The term trichiasis describes the condition in which one’s eye lashes turn inwards. The resulting misdirection causes the lashes to scratch the eyeball. For anyone who has experienced this condition, it can be incredibly painful and irritating.
The eyelids normally have a single row of eyelashes on the upper and lower lids. There are on average one hundred and fifty lashes on the upper lid and seventy five on the lower lid. The lashes typically point outwards away from the eye. Eyelash follicles are normally deeper than a regular hair follicle.
Sometimes the lid margin can turn inwards causing one or more lashes to scratch the cornea (clear covering of the eye) or the conjunctiva (thin layer of clear tissue that covers the white of the eye). This will result in eye pain ranging from mild to moderate, redness, and excessive tearing. Most patients who suffer from this condition will experience several attacks per year.
What causes the lid margins to turn inwards? Aging is the most common cause since the skin loses its elasticity with age. Scarring due to mechanical trauma, chemical burns, previous eye lid surgery and ocular inflammation can also all cause the lid margins to curl towards the eyeball.

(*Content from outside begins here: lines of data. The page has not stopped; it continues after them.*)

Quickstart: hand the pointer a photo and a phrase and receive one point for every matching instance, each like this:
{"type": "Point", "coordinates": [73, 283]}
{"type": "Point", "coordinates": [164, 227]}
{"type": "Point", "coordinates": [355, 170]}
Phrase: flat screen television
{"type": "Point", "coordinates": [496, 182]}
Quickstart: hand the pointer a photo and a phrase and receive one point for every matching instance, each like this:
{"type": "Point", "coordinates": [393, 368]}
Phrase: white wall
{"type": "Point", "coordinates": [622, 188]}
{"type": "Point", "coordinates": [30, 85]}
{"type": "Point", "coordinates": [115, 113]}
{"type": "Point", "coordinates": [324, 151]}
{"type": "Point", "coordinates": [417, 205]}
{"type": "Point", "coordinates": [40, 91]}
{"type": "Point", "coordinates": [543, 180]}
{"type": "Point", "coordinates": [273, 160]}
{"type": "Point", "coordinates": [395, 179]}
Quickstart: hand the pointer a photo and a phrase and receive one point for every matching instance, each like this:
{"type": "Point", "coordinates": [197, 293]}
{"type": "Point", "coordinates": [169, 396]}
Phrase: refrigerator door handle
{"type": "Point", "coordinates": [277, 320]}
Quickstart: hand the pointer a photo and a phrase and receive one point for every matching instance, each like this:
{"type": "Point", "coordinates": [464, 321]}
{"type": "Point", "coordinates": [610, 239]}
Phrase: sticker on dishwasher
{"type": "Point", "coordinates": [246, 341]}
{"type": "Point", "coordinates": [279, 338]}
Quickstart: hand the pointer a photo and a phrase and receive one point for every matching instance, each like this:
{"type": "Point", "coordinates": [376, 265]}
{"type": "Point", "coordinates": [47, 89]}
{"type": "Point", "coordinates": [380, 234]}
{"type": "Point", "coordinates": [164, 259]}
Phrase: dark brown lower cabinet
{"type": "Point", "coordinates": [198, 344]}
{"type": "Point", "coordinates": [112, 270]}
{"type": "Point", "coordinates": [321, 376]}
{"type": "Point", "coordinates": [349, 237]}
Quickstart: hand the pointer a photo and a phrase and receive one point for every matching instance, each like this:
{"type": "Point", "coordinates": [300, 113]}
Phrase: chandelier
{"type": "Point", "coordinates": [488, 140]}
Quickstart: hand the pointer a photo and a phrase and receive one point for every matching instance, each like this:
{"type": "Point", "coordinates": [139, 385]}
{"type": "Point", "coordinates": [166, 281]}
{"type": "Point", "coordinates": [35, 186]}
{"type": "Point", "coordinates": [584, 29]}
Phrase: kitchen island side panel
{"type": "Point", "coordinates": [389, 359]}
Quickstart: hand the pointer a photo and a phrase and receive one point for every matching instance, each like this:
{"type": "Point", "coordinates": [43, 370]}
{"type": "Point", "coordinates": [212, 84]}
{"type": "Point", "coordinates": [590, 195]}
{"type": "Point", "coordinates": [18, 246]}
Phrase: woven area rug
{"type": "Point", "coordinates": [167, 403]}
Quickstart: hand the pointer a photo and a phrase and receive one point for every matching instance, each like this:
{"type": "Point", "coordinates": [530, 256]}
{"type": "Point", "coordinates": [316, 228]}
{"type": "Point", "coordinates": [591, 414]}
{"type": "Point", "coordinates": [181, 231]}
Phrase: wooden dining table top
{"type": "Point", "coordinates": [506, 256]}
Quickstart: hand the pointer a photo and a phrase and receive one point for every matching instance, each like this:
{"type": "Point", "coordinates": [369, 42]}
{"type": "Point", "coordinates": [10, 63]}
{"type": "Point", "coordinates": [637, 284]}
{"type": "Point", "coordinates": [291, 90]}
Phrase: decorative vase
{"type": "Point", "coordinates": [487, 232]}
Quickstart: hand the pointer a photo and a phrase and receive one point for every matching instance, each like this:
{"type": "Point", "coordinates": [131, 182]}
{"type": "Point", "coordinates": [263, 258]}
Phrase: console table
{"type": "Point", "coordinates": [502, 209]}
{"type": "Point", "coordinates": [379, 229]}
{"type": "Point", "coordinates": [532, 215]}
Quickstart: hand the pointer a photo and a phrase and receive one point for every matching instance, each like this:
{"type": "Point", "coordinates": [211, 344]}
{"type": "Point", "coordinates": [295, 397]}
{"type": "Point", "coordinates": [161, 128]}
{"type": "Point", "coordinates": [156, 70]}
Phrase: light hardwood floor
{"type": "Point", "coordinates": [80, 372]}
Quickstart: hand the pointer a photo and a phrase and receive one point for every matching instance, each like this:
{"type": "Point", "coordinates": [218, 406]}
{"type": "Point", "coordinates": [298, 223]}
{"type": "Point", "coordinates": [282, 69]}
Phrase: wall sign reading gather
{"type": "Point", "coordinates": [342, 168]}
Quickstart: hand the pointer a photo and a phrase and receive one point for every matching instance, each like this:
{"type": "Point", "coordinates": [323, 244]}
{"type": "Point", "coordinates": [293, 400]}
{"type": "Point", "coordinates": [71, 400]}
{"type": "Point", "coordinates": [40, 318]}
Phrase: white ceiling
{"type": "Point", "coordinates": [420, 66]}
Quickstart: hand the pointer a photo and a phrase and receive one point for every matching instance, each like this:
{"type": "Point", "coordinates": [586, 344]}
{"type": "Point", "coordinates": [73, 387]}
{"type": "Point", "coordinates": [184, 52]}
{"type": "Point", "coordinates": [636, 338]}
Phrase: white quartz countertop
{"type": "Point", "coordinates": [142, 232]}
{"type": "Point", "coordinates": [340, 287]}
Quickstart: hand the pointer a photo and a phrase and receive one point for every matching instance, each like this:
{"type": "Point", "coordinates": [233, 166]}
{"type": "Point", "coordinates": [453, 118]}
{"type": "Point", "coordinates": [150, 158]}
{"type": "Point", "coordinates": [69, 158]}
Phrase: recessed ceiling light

What can be done to treat trichiasis? Epilation or plucking the offending lashes is the most common technique used to provide immediate relief for patients who suffer from trichiasis. This involves anesthetizing the eyeball with anesthetic drops. The optometrist or ophthalmologist will then grasp the particular lash or lashes at its base with fine forceps and pull the lash out of its follicle. These lashes normally come out very easily with minimal discomfort to the patient. Artificial tear drops can be used for a couple days after the lashes are removed to provide further relief. New eyelashes will grow within the involved follicles and will likely point towards the eyeball again. Eyelashes grow to normal length in three to five months.
Alternatively, surgical techniques can be done as well to roll the lid margin outwards again. Additionally, laser treatments can be done directly on the particular eyelash follicles involved should a patient require lash removal several times per year.
Regardless of the technique used to treat trichiasis, providing a permanent treatment is extremely difficult. My best advice for patients who suffer from this condition is once you feel the expected symptoms of misdirected eyelashes, don’t delay consulting your optometrist or ophthalmologist to minimize your discomfort.